James recently inched closer than ever to hinting at a possible forthcoming trade demand, insinuating that he was dissatisfied with his current teammates in postgame remarks made Wednesday after a 112-98 drubbing at the hands of the Miami Heat, the team he guided to four straight NBA Finals and two titles from from 2010-2014.
Though he couldn't be dealt until the 2023 offseason, would a return to South Beach behoove both LBJ and LA?
Ira Winderman of The South Florida Sun-Sentinel pitches a truly ludicrous offer that there is no way on earth the Lakers front office would be amenable to make, suggesting that the Heat trade their own recently-extended player, 22-year-old shooting guard Tyler Herro, in exchange for a second go-round with King James. Dealing for Herro, who inked a four-year, $130 million extension that also makes him impossible to trade until the 2023 offseason, hardly feels like a fair shake for The Chosen One.
Since being moved into a starting role this season, the 6'5" swingman out of Kentucky is averaging 21.1 points on .450/.396/.917 shooting splits, six rebounds, 4.6 assists and a steal per contest. He's a below-average defender on a mediocre 18-18 Miami club, and seems unlikely to make an All-Star team in the near future.
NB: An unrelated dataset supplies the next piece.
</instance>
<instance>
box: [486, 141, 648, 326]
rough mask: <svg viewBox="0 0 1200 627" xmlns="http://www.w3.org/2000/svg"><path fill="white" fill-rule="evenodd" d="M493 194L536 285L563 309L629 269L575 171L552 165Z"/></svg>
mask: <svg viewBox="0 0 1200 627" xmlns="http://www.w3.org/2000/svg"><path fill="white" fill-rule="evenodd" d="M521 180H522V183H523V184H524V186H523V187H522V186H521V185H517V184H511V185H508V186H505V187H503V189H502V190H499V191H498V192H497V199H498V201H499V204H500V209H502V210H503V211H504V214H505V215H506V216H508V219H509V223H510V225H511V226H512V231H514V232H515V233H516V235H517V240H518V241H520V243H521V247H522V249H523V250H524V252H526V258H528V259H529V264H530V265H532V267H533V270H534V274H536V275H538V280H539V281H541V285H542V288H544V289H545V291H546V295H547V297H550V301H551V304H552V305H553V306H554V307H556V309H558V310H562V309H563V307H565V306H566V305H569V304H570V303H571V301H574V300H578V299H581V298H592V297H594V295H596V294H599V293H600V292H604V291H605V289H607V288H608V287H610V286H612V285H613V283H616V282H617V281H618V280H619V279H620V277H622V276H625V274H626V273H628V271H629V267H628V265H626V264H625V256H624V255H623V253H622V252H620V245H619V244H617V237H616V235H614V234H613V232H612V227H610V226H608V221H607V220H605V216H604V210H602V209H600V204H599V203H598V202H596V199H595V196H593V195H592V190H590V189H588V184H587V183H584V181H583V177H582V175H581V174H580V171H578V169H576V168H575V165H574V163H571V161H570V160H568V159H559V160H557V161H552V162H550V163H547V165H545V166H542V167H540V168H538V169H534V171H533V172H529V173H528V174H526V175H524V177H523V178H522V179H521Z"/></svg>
LeBron James may be old, but he's still an All-Star. Tyler Herro is good (heck, he's the reigning Sixth Man of the Year), but he could very easily never be an All-Star. The Heat do have up to three first-round draft picks they could include in a deal, but Herro is most likely a cut below the upper tier of quality young players LA could receive in return.
There is, however, one very enticing young talent that the Lakers would no doubt be happy to add, along with the aforementioned picks, in exchange for James: All-Star center Bam Adebayo, one of the league's best defensive bigs. Would Miami be willing to surrender the 6'9" frontcourt star, who along with Jimmy Butler is one of the Heat's primary foundational talents, for a reunion with a past-his-prime LeBron James? In an ideal world, Miami would want to hold on to Butler and Adebayo, in the hopes of pairing them with a third All-Star. But LeBron James, even at this stage of his career, is just too darn good an asset to be surrendered for anything less than an All-NBA talent.
Would the Lakers be content with a core of Anthony Davis and Bam Adebayo? Neither can shoot, but both can handle a bit, can score in bunches, and are defensively versatile enough to defend either frontcourt position. It could work. Or the team could also opt to move on from Davis, who has probably rehabilitated a lot of his trade value thanks to his All-NBA play earlier this season.